Aue: Perhaps we didn’t always do right in killing Jews in masses in the East.

Schneider: It was undoubtedly a mistake. Well, not so much a mistake as un-diplomatic.

Another soldier said:

They even filmed it and the films, of course, have got abroad; it always leaks out somehow. … Sometime the world will take revenge for that.

Another:

No telling what’s going to happen to us.

What is it that inured Wehrmacht soldiers inured to the suffering of noncombatants, especially Jews? Perhaps the “eliminationist anti-Semitism” that Goldhagen claims was central to the German psyche played a part. Almost all the soldiers simply assumed that, at the least, Jews should lose their rights and/or be deported. (One always wonders how a totalitarian regime forgets about the effect of brain drain on its future when it targets a society’s intelligentsia.) Other factors include the success of the Third Reich’s success in establishing a climate of submission and abject obeisance, and the military tradition that Germany instituted in the preceding century.

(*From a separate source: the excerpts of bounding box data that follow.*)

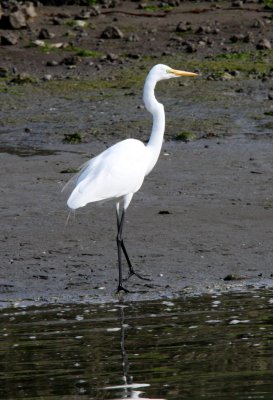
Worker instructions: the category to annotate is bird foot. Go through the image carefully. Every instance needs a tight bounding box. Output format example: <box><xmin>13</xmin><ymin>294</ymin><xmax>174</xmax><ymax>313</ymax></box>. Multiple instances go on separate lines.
<box><xmin>116</xmin><ymin>285</ymin><xmax>130</xmax><ymax>294</ymax></box>
<box><xmin>126</xmin><ymin>269</ymin><xmax>151</xmax><ymax>281</ymax></box>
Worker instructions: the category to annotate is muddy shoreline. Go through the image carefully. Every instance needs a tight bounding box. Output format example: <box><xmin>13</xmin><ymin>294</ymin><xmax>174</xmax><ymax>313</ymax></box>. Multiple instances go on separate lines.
<box><xmin>0</xmin><ymin>3</ymin><xmax>273</xmax><ymax>306</ymax></box>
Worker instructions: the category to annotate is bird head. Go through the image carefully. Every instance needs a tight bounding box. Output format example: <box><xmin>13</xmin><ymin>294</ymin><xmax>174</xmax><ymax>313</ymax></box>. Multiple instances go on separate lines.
<box><xmin>149</xmin><ymin>64</ymin><xmax>198</xmax><ymax>82</ymax></box>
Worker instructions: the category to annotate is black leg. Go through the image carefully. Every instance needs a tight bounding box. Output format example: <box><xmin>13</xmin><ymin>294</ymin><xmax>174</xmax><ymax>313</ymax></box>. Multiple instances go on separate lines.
<box><xmin>117</xmin><ymin>210</ymin><xmax>150</xmax><ymax>292</ymax></box>
<box><xmin>117</xmin><ymin>210</ymin><xmax>129</xmax><ymax>292</ymax></box>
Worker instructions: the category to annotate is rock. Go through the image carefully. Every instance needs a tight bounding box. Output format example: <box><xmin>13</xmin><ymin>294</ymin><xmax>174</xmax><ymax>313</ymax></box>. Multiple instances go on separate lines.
<box><xmin>0</xmin><ymin>67</ymin><xmax>9</xmax><ymax>78</ymax></box>
<box><xmin>43</xmin><ymin>74</ymin><xmax>52</xmax><ymax>82</ymax></box>
<box><xmin>55</xmin><ymin>11</ymin><xmax>71</xmax><ymax>19</ymax></box>
<box><xmin>89</xmin><ymin>6</ymin><xmax>100</xmax><ymax>17</ymax></box>
<box><xmin>46</xmin><ymin>60</ymin><xmax>59</xmax><ymax>67</ymax></box>
<box><xmin>75</xmin><ymin>10</ymin><xmax>90</xmax><ymax>20</ymax></box>
<box><xmin>7</xmin><ymin>10</ymin><xmax>27</xmax><ymax>29</ymax></box>
<box><xmin>11</xmin><ymin>72</ymin><xmax>37</xmax><ymax>85</ymax></box>
<box><xmin>0</xmin><ymin>32</ymin><xmax>18</xmax><ymax>46</ymax></box>
<box><xmin>184</xmin><ymin>42</ymin><xmax>197</xmax><ymax>53</ymax></box>
<box><xmin>101</xmin><ymin>25</ymin><xmax>123</xmax><ymax>39</ymax></box>
<box><xmin>252</xmin><ymin>19</ymin><xmax>265</xmax><ymax>28</ymax></box>
<box><xmin>256</xmin><ymin>38</ymin><xmax>272</xmax><ymax>50</ymax></box>
<box><xmin>60</xmin><ymin>55</ymin><xmax>80</xmax><ymax>66</ymax></box>
<box><xmin>196</xmin><ymin>25</ymin><xmax>212</xmax><ymax>34</ymax></box>
<box><xmin>231</xmin><ymin>0</ymin><xmax>244</xmax><ymax>8</ymax></box>
<box><xmin>38</xmin><ymin>28</ymin><xmax>55</xmax><ymax>40</ymax></box>
<box><xmin>230</xmin><ymin>33</ymin><xmax>245</xmax><ymax>43</ymax></box>
<box><xmin>106</xmin><ymin>53</ymin><xmax>119</xmax><ymax>62</ymax></box>
<box><xmin>127</xmin><ymin>33</ymin><xmax>140</xmax><ymax>42</ymax></box>
<box><xmin>21</xmin><ymin>1</ymin><xmax>37</xmax><ymax>19</ymax></box>
<box><xmin>175</xmin><ymin>21</ymin><xmax>191</xmax><ymax>32</ymax></box>
<box><xmin>221</xmin><ymin>72</ymin><xmax>233</xmax><ymax>81</ymax></box>
<box><xmin>31</xmin><ymin>39</ymin><xmax>46</xmax><ymax>47</ymax></box>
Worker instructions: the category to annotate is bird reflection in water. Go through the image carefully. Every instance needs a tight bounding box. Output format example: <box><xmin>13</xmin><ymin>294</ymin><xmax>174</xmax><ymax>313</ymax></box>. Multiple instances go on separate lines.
<box><xmin>104</xmin><ymin>304</ymin><xmax>165</xmax><ymax>400</ymax></box>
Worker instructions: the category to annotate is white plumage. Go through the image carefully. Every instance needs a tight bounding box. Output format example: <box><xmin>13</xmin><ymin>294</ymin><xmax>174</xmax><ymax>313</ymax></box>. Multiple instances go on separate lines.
<box><xmin>67</xmin><ymin>64</ymin><xmax>197</xmax><ymax>291</ymax></box>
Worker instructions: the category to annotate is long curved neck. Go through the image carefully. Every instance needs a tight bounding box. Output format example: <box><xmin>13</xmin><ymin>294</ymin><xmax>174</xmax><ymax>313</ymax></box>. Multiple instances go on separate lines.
<box><xmin>143</xmin><ymin>76</ymin><xmax>165</xmax><ymax>174</ymax></box>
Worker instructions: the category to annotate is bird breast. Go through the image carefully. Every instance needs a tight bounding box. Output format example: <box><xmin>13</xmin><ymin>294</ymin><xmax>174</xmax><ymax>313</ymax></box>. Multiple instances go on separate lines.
<box><xmin>67</xmin><ymin>139</ymin><xmax>148</xmax><ymax>209</ymax></box>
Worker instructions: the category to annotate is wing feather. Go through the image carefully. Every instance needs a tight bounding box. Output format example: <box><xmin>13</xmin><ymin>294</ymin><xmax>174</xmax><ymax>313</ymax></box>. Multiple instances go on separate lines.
<box><xmin>68</xmin><ymin>139</ymin><xmax>147</xmax><ymax>209</ymax></box>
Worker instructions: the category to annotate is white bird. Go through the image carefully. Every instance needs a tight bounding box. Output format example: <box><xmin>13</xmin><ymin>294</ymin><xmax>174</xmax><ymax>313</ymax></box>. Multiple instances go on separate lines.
<box><xmin>67</xmin><ymin>64</ymin><xmax>197</xmax><ymax>292</ymax></box>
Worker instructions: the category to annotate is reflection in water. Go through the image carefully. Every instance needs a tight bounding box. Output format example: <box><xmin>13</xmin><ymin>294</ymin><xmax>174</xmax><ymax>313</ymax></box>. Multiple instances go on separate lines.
<box><xmin>0</xmin><ymin>291</ymin><xmax>273</xmax><ymax>400</ymax></box>
<box><xmin>105</xmin><ymin>305</ymin><xmax>164</xmax><ymax>400</ymax></box>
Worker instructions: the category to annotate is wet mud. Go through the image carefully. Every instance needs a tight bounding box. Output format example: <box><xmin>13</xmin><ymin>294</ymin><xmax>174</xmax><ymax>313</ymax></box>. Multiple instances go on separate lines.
<box><xmin>0</xmin><ymin>0</ymin><xmax>273</xmax><ymax>306</ymax></box>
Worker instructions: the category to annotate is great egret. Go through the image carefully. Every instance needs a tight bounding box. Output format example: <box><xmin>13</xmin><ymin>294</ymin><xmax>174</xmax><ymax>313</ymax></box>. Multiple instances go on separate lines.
<box><xmin>67</xmin><ymin>64</ymin><xmax>197</xmax><ymax>292</ymax></box>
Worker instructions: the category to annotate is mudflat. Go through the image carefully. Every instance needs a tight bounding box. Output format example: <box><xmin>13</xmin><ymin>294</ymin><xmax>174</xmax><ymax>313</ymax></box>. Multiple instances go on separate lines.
<box><xmin>0</xmin><ymin>1</ymin><xmax>273</xmax><ymax>306</ymax></box>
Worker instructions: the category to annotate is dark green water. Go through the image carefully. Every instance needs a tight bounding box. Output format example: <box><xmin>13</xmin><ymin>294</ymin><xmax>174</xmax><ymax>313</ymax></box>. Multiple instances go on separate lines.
<box><xmin>0</xmin><ymin>292</ymin><xmax>273</xmax><ymax>400</ymax></box>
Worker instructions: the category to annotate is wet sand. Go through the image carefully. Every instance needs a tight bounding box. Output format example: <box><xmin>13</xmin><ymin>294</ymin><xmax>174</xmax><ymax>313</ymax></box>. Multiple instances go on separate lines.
<box><xmin>0</xmin><ymin>0</ymin><xmax>273</xmax><ymax>306</ymax></box>
<box><xmin>0</xmin><ymin>134</ymin><xmax>273</xmax><ymax>304</ymax></box>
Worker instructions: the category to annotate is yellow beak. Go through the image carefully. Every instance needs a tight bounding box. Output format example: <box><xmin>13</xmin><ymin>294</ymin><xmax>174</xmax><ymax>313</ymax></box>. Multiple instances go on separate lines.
<box><xmin>170</xmin><ymin>69</ymin><xmax>198</xmax><ymax>76</ymax></box>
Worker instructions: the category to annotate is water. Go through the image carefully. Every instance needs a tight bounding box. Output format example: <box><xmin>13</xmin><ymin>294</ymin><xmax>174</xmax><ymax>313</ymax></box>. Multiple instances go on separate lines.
<box><xmin>0</xmin><ymin>292</ymin><xmax>273</xmax><ymax>400</ymax></box>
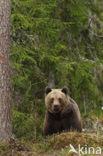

I would be remiss if I failed to address another cause, one that the authors no doubt felt was beyond the scope of their investigations: the harsh childrearing practices prevalent in Germany and Austria at the time. But that’s better explained by the dean of psychohistory, Lloyd deMause. By way of introduction, read his 2005 speech The Childhood Origins of the Holocaust.

Arguably, though, the sentiments — or lack thereof — expressed by Wehrmacht prisoners are as symptomatic of total war as any other cause. The authors conclude:

In our view, the decisive factor in the atrocities discussed in this book was a general realignment from a civilian to a wartime frame of reference. It is more significant than all issues of worldview, disposition, and ideology.

Meanwhile, imagine that the United States invaded the Japanese mainland and, after capturing Japanese civilians, instituted a policy of exterminating them in numbers comparable to what the Germans did to Jews. Would American soldiers have objected any more than Wehrmacht soldiers did to the Third Reich’s policies?

If you doubt that, read John Dower’s classic War Without Mercy: Race and Power in the Pacific War (Pantheon, 1986). If that had come to pass, the argument could be made that, while the Jews presented little threat to Germans, except for a few pockets of resistance once the Third Reich began persecuting them, the Japanese treated U.S. prisoners of war with brutality. In the end, of course, nothing excuses mass killings.